Qu'y a-t-il de plus présomptueux? Demander à un pays ami, auquel on a fourni de faux renseignements sur un de nos citoyens, de corriger à son tour cette monstrueuse erreur ou voir ledit pays refuser de prêter l'oreille aux demandes polies de son accommodant voisin?
Qu'y a-t-il de plus arrogant? Faire savoir, par la voix de l'ambassadeur du pays toujours ami, qu'il est inacceptable que le voisin se mêle de qui peut ou non entrer chez nous ou voir le même pays ami se permettre, lui, d'interdire aux travailleurs-citoyens de son voisin d'oeuvrer à certains contrats?
Qu'y a-t-il de plus envahissant? Qu'un gouvernement insiste pour que justice soit partout rendue à un de ses citoyens torturé ou que la moindre obsession sécuritaire du cher voisin soit relayée ici, sans compromis possible (l'imposition du passeport et la mise en place de listes de gens interdits de vols n'en étant que les plus récents exemples)?

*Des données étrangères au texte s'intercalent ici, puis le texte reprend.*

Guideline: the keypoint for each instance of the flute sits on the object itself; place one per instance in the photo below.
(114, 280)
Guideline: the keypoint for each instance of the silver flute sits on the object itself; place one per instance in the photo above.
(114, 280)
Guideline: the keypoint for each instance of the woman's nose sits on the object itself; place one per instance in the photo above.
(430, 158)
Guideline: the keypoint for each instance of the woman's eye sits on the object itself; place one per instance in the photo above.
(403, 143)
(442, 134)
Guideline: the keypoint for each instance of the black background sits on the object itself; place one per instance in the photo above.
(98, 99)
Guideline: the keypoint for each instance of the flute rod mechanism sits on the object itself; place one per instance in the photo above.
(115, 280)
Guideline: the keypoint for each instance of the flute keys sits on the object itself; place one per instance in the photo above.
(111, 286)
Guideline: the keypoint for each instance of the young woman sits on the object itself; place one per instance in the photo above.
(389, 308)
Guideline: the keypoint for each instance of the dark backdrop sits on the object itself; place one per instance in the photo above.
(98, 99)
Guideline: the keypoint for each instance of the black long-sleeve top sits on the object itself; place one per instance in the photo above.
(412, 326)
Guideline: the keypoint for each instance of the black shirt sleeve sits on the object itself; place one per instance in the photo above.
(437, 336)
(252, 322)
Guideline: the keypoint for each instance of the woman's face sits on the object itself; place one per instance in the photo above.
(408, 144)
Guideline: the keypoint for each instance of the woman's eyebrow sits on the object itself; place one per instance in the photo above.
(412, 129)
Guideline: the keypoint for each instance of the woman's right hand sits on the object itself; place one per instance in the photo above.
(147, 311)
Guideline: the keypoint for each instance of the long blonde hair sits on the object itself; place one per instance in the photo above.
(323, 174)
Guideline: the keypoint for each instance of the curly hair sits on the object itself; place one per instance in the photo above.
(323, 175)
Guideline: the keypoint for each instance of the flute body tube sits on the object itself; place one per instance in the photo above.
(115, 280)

Qu'y a-t-il de plus insultant? Qu'un gouvernement qui, depuis un an, n'a pas cessé de démontrer ses affinités avec l'administration de son voisin du Sud lui demande un peu de bonne volonté pour une fois ou que cette administration lui réponde no way?
Qu'y a-t-il de plus désinvolte? Qu'un ministre de la Sécurité publique qui, fort d'une enquête qui a mené à un rapport de 1400 pages, fasse valoir à ses amis d'en bas l'innocence d'un de ses citoyens ou qu'un procureur général qui, interrogé lors d'une audience au Sénat, fasse miroiter des déclarations publiques qui se traduiront finalement par la sèche publication d'une lettre officielle affirmant, au mépris de toute vraisemblance, que le citoyen en question est un suspect, point à la ligne?
Le bon sens donne évidemment la réponse à toutes ces questions.
Et puis, que les États-Unis le veuillent ou non, l'affaire Arar est déjà bien plus que la triste histoire d'un homme dont on dispute l'innocence. Les démocrates, désormais majoritaires au Congrès, veulent s'en servir comme exemple des abus de l'administration Bush en matière de sécurité et de droits de la personne. De la même manière, l'Union européenne entend brandir le cas Maher Arar afin de faire la leçon aux Américains pour leurs pratiques antiterroristes.
Un comité a remis hier au Parlement européen son rapport sur les vols secrets de la CIA qui transportaient des suspects vers des pays du Moyen-Orient pour y être (rudement!) interrogés. Le rapport presse l'Italie de présenter des excuses et de compenser ces gens qui, comme M. Arar (dûment nommé), ont transité par ses aéroports à bord des avions américains.
Ces batailles, qui s'ajoutent aux poursuites judiciaires de Maher Arar contre les autorités américaines, sont prometteuses. Mais le gouvernement Harper, lui, saura-t-il se tenir debout devant les camouflets? Déjà, il a refusé de répondre aux déclarations fort peu diplomatiques de l'ambassadeur David Wilkins: est-ce un signe de grandeur ou de soumission?